I count one of the above two gentlemen as a friend, and I generally agree with him.

That having been said I want to make a point about the overlooking of the demand driver which can be described as the critical need for higher atomic numbered rare earths for the most important segment of the rare earth end-using industry, the manufacturing of rare earth permanent magnets.

Yesterday I bought the first shares of a publicly listed company that I have bought in 41 years-yes, you heard me correctly, 41 years. I bought 25,000 shares of Canada's Great Western Minerals Group at (USD$) 0.175. Why did I do that?

Two reasons:

1. I still think, as I did last November at the Hard Assets Conference in San Francisco, where i first said this, that Great Western will be the first non-Chinese producer of significant commercial quantities of the heavy rare earths, dysprosium and terbium. I also think that this will make GW a target for acquisition by Molycorp, Lynas, and all of the others trying to put together a balanced output of rare earth elements. GW is still the ONLY REE junior that has any more than one of the multiple of supply chain requirements to be a mine to magnet alloy (market) supplier. In fact it is the adoption of this same strategy by Molycorp that gives me hope that Molycorp will be successful in restoring America's self sufficiency in the REE "Business." Last year Molycorp tried very hard to buy GW's Less Common Metals, Ltd, wholly owned subsidiary, so that it, Molycorp, could progress on a mine to magnet strategy now detailed in its SEC filing. The mistake that Molycorp made was in not going after the whole of the GW "Business" including its, GW's, ore bodies in Canada and South Africa (and the USA for that matter). I doubt that a well financed Molycorp will repeat that error, and I suspect it will be back at the front lines of such an acquisition shortly after obtaining the proceeds of the IPO>

2. A rising tide lifts all boats. China has begun rationalizing its rare earth industry and has ordered a remediation program to resolve that industry's environmental problems. Both tasks will require huge amounts of capital. China therefore must force REE prices to rise to increase the REE mining industry's revenues. This will be first accomplished by shutting down rogue operations within China that have traditionally kept prices low by fierce internal competition. Then, or now, inventories will be built up to maintain a buffer for China's domestic and preferred foreign customers for this material. One man's "hoarding" is another man's "inventory building," but at the moment increased prices and the need for revenues are trumping all other business factors. This is perfect timing for the Molycorp IPO which one of the newsletter writers above has called for July 28.

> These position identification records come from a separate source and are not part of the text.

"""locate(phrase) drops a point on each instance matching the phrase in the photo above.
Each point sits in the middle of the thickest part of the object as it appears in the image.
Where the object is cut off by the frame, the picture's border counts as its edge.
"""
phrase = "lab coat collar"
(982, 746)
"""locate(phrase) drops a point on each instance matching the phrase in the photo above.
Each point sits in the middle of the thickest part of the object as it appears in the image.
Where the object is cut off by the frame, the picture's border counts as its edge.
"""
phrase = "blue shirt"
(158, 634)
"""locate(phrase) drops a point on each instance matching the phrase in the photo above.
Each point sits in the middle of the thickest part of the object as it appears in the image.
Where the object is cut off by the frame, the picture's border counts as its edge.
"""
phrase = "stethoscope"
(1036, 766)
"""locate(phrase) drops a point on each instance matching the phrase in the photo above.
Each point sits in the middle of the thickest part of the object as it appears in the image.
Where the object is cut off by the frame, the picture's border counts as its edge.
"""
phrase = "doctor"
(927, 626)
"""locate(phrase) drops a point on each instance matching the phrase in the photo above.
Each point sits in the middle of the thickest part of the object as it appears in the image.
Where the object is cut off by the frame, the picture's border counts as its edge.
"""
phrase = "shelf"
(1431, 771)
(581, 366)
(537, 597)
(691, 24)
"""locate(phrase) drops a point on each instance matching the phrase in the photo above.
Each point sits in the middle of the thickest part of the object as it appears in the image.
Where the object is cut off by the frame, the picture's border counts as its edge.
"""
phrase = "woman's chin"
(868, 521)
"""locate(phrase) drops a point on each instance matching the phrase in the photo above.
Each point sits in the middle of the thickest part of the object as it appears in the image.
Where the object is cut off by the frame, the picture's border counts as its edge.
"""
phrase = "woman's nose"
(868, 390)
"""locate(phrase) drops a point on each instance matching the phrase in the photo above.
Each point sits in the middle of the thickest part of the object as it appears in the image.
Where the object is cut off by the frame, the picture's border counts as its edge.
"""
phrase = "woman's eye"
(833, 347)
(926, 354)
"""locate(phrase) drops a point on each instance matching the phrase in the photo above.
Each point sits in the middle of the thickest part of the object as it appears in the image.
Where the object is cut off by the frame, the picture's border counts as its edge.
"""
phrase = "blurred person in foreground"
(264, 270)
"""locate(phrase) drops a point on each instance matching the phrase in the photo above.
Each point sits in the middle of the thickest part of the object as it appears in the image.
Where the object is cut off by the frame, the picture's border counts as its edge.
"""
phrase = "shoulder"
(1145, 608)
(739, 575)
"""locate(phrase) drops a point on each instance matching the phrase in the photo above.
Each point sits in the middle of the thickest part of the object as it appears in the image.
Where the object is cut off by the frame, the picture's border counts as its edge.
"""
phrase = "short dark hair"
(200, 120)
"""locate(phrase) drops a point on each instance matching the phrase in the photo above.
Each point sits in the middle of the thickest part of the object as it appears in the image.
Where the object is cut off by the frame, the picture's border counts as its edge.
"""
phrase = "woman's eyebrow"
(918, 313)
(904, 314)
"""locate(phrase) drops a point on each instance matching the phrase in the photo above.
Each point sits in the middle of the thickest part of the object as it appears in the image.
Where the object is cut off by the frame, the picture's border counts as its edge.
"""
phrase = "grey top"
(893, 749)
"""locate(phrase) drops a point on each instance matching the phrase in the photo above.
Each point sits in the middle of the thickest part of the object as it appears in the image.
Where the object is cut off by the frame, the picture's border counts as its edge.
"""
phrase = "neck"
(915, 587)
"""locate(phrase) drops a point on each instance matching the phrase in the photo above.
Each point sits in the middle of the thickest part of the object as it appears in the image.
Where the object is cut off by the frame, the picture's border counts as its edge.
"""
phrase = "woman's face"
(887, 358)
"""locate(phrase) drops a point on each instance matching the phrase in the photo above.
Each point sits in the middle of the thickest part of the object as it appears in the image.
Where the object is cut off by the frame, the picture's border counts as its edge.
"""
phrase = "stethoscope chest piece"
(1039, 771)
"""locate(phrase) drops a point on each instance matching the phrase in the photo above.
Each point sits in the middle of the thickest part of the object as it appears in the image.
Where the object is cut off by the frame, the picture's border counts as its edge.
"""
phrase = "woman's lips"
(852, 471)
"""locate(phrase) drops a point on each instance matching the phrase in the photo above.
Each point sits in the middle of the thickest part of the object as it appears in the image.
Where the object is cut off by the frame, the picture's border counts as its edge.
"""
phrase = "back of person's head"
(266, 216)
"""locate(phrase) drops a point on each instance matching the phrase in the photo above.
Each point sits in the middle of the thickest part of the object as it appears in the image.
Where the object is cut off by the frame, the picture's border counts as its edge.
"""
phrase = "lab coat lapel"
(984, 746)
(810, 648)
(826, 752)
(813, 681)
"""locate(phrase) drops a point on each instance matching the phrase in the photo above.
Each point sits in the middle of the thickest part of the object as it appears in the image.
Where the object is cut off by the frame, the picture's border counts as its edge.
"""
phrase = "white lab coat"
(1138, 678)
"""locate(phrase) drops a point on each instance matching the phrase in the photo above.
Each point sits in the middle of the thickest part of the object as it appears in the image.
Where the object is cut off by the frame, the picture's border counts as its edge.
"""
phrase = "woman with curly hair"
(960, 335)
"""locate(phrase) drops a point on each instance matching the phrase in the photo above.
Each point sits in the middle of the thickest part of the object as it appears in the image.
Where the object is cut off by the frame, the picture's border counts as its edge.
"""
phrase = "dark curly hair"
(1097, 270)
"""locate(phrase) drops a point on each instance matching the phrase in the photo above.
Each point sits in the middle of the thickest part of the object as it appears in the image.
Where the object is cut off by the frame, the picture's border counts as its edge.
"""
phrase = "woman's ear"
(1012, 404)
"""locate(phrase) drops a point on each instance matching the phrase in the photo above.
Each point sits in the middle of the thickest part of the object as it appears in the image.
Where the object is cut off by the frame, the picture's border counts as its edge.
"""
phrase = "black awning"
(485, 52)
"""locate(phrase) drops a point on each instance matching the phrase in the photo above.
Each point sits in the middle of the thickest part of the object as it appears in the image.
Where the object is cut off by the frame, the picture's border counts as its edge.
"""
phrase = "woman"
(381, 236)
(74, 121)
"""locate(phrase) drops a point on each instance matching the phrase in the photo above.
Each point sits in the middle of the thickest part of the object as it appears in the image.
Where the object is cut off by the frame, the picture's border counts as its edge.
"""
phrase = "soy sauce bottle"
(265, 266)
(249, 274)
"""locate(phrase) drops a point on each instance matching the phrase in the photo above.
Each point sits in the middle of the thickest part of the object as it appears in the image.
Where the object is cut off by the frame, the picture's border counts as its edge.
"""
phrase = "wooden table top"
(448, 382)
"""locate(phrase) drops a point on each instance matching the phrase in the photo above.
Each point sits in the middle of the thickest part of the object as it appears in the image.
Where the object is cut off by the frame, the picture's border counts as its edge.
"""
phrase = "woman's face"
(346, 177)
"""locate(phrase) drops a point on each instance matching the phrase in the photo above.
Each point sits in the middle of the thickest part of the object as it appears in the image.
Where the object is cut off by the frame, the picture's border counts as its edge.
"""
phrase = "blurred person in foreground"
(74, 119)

You don't have to agree with me, but please, if you don't, and you want to comment please make your criticism constructive. I will respond to all constructive criticism of anything I write about anything. Like all of you I am trying to learn about the factors that drive the market not create them.

On August 2 I will address the Chinese Society for Rare Earths 6th annual general meeting on "The American Perspective on the Rare Earths Supply Issue." I'll publish my presentation on SA and on my own web site,, right after it is delivered.